Spardruck und wachsendes Gewaltproblem
Heute kosten Bewachung Unterbringung und Versorgung eines Gefangenen durchschnittlich 118 Euro am Tag. Diese Tageshaftkosten unterscheiden sich deutlich von Bundesland zu Bundesland. Aber der Druck, Ausgaben zu senken, ist überall zu spüren. In einigen Anstalten werden deshalb Versorgung, Reinigung und teilweise sogar die Bewachung von Privatfirmen abgedeckt. Es gibt weniger Angebote in den Bereichen Ausbildung, Therapie und Sport. Hinzu kommt, dass Dominanz und Hierarchie unter den Gefangenen eine wichtigere Rolle spielen als früher. So berichten Mehmet Daimagüler und Ernst Freiherr von Münchhausen:
"Gerade in Jugendhaftanstalten besteht ein massives Gewaltproblem. Inhaftierte berichten, dass man zwei Möglichkeiten hat: Entweder schließt man sich einer Unterdrückergruppe an oder man hat als Einzelgänger nichts zu lachen. Zum Alltag gehört auch, dass sich schwächere Gefangene die Gunst aggressiver Mitinsassen mit Geschenken erkaufen, um sich vor Misshandlungen zu schützen."
"Mangelhaft" ist ein ungewöhnliches Buch über den Strafvollzug. Es liefert viele interessante Fakten, Zahlen und Begebenheiten, ordnet sie aber leider kaum ein. Hier schreiben zwei Justiz-Insider, sie wollen Laien und Außenstehenden ihre Vorurteile und Illusionen nehmen:
"Wie eine Gesellschaft tickt, wie menschlich oder mitfühlend sie ist, erkennt man am Umgang mit den Ausgestoßenen. Die Beschreibung der Haftanstalten bietet nicht nur einen Blick auf den Alltag der Insassen. Wichtiger noch gestattet sie einen klaren Blick nicht auf das, was wir gern laut unserem Selbstverständnis wären, sondern auf das, was wir sind."
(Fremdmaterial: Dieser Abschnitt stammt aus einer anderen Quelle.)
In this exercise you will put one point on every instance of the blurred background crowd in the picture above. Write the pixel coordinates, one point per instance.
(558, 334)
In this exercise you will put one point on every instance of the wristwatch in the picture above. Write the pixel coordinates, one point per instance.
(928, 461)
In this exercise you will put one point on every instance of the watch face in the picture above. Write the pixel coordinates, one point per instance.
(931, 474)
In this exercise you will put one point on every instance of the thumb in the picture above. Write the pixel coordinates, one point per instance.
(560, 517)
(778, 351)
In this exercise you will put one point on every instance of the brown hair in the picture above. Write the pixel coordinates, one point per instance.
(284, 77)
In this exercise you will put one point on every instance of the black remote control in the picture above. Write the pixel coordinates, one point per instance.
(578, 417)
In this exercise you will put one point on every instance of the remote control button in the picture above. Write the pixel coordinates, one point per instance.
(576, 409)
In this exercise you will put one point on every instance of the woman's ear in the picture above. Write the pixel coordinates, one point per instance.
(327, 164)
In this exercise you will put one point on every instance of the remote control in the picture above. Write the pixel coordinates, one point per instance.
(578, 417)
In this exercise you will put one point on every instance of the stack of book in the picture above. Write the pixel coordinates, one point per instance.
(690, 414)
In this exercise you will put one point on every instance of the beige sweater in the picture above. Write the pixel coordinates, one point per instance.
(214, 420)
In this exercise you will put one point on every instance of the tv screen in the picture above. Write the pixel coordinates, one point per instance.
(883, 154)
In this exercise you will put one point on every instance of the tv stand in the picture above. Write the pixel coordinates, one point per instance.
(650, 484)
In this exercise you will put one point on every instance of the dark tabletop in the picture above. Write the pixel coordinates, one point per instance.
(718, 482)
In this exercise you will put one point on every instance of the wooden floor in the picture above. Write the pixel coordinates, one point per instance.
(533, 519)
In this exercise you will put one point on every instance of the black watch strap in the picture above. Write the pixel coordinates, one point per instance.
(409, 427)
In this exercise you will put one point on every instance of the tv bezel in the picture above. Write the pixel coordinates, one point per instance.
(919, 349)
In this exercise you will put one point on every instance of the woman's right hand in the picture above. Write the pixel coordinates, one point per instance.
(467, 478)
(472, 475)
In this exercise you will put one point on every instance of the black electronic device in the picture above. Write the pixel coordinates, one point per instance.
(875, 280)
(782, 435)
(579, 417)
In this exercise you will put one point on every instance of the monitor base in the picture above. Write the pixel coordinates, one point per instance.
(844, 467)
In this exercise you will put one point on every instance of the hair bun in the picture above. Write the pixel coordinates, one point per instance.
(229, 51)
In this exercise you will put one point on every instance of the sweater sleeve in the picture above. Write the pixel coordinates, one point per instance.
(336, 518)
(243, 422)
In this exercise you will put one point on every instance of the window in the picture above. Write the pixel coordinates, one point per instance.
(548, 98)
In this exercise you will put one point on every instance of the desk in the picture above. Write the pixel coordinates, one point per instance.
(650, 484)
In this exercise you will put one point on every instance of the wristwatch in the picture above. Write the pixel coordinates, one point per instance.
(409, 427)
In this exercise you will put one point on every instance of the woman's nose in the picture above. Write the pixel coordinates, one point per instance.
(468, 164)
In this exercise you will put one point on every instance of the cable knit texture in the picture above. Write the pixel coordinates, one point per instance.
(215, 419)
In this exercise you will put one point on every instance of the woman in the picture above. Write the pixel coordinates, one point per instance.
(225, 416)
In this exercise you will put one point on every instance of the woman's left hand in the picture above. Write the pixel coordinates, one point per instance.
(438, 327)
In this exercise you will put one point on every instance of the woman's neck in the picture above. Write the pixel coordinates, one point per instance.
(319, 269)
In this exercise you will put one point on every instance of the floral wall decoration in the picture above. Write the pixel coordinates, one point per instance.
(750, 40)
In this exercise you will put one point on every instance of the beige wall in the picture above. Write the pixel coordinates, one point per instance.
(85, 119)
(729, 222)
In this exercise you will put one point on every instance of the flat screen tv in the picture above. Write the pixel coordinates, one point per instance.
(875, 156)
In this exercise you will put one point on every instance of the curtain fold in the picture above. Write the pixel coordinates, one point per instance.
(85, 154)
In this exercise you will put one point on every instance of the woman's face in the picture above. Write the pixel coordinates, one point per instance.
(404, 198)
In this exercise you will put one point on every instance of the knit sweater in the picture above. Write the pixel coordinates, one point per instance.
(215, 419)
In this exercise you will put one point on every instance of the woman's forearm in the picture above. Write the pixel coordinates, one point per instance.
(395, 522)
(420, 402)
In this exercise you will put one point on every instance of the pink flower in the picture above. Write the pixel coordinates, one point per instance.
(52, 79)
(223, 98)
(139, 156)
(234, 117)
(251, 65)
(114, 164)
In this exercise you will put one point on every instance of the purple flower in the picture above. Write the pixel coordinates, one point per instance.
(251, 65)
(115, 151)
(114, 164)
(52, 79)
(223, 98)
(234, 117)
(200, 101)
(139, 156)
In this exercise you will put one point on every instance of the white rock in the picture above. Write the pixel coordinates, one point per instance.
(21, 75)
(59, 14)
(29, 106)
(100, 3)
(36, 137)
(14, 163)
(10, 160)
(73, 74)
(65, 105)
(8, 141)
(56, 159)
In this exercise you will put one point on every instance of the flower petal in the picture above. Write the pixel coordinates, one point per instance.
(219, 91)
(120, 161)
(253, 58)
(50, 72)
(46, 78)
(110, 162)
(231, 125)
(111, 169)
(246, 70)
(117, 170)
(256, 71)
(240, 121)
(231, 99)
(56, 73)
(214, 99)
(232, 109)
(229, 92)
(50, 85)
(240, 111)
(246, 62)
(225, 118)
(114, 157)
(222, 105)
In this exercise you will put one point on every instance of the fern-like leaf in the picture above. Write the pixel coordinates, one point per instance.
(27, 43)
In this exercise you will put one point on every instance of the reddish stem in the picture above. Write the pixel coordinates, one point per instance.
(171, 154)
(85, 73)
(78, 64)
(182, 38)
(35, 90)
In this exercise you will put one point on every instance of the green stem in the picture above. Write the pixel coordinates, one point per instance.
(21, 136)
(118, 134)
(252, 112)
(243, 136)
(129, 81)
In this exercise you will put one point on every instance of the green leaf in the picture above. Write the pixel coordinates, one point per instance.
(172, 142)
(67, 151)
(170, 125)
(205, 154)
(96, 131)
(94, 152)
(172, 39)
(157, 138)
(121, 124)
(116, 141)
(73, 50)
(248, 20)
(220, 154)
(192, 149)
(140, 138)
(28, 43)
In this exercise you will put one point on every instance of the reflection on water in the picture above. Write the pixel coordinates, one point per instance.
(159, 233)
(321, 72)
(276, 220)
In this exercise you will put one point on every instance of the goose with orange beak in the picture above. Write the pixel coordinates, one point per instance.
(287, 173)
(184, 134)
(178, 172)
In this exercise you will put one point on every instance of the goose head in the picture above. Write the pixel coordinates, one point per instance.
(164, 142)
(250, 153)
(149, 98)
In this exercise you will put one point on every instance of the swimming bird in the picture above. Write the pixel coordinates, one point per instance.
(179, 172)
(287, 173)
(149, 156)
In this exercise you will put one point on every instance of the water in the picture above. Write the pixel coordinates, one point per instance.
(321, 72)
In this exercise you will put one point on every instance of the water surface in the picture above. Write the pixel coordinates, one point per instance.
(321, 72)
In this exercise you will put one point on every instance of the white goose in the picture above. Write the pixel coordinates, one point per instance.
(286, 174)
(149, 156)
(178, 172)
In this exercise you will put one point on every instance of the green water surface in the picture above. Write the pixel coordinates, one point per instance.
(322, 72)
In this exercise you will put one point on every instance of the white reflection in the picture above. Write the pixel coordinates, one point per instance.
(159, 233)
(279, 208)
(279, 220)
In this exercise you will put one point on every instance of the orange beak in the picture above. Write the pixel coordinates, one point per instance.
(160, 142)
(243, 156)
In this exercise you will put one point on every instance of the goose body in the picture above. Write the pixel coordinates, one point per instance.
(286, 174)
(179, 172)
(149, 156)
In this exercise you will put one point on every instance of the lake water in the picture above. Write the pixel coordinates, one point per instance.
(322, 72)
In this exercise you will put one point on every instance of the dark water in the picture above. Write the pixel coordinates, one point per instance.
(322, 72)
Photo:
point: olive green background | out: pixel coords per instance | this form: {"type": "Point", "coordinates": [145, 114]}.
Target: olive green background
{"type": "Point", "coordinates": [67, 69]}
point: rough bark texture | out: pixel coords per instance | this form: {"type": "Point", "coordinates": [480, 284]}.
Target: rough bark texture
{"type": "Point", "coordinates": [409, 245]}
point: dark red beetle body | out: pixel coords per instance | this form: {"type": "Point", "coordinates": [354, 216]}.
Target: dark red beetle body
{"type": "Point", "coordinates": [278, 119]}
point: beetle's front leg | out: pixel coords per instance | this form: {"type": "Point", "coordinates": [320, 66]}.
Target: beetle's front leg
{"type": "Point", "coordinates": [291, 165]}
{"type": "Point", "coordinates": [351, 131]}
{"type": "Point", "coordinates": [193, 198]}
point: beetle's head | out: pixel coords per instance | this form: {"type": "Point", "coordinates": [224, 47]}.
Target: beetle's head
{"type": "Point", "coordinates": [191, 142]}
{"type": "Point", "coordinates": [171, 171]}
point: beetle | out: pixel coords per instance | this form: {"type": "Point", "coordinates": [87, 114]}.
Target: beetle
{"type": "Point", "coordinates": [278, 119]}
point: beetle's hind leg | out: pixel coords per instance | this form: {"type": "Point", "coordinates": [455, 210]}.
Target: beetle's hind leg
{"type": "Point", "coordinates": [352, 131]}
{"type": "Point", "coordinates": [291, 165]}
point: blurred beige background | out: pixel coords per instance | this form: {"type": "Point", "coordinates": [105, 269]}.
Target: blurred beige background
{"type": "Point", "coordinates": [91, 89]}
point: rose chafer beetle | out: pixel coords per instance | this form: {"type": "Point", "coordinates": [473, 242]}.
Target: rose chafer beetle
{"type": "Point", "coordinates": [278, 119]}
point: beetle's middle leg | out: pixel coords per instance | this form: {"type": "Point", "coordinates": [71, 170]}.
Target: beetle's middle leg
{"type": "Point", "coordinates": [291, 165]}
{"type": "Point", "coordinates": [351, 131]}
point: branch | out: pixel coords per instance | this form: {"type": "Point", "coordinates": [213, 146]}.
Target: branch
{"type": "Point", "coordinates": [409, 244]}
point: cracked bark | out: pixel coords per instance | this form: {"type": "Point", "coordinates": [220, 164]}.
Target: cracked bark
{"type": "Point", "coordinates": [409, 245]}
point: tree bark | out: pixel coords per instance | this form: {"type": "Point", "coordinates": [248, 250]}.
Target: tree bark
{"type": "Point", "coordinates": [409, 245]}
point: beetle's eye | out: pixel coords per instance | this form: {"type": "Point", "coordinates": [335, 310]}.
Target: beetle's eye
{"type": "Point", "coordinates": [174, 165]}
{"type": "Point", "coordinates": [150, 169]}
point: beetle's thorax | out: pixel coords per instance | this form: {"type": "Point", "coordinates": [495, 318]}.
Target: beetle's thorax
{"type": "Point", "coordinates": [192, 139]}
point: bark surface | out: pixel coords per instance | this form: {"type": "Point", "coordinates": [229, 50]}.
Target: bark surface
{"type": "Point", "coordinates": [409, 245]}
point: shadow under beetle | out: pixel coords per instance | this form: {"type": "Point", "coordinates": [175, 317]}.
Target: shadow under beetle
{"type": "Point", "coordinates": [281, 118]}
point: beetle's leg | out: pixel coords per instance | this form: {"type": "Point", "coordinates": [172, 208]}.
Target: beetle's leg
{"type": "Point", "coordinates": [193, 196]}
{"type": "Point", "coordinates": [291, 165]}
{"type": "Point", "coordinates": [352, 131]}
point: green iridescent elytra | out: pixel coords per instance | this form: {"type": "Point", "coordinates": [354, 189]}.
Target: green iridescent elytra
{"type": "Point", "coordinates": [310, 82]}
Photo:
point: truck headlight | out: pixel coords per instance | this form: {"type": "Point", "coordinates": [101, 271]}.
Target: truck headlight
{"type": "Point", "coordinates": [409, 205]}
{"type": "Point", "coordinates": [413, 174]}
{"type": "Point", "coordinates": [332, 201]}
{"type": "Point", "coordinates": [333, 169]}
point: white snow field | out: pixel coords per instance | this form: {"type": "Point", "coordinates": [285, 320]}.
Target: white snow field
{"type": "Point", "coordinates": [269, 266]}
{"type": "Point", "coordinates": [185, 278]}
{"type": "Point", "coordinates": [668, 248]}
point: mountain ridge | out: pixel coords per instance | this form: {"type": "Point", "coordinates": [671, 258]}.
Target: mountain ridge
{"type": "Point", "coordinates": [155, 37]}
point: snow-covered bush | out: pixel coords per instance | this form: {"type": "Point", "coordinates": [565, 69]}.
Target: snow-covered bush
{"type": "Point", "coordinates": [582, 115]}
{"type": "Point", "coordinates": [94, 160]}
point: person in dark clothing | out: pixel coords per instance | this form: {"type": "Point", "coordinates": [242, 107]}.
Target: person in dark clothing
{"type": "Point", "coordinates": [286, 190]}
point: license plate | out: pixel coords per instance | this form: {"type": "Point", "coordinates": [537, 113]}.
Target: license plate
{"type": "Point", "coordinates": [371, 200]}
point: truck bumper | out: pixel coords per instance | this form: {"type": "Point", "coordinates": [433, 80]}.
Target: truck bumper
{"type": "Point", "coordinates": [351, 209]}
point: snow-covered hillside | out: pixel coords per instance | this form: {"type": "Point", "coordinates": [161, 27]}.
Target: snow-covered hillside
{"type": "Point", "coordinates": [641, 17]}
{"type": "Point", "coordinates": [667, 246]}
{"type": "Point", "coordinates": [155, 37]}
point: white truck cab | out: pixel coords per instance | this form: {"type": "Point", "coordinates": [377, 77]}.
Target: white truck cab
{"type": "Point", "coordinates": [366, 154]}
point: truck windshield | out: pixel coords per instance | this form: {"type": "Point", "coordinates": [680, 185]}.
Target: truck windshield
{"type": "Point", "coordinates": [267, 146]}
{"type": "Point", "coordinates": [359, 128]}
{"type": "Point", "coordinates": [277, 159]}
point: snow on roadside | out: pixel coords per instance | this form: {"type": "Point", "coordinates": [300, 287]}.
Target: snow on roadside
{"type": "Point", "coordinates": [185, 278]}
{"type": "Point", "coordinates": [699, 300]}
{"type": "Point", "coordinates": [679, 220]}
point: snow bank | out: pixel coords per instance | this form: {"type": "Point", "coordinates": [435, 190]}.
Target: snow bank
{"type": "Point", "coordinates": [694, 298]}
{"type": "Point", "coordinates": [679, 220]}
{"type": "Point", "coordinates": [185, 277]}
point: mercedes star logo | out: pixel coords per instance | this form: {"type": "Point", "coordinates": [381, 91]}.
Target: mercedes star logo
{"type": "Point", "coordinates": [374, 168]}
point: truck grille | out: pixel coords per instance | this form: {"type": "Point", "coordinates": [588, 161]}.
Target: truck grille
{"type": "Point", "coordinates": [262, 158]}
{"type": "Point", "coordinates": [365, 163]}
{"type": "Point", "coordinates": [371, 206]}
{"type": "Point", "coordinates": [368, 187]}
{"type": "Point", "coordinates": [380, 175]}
Und so ist das Buch – trotz des abgebrühten, manchmal beinah zynischen Tonfalls auch ein Plädoyer – für einen besseren, humaneren Strafvollzug – und damit lesenswert.
Mehmet Daimagüler und Ernst von Münchhausen: "Mangelhaft. Hinter den Mauern deutscher Gefängnisse",
Blessing Verlag, 272 Seiten, 22 Euro.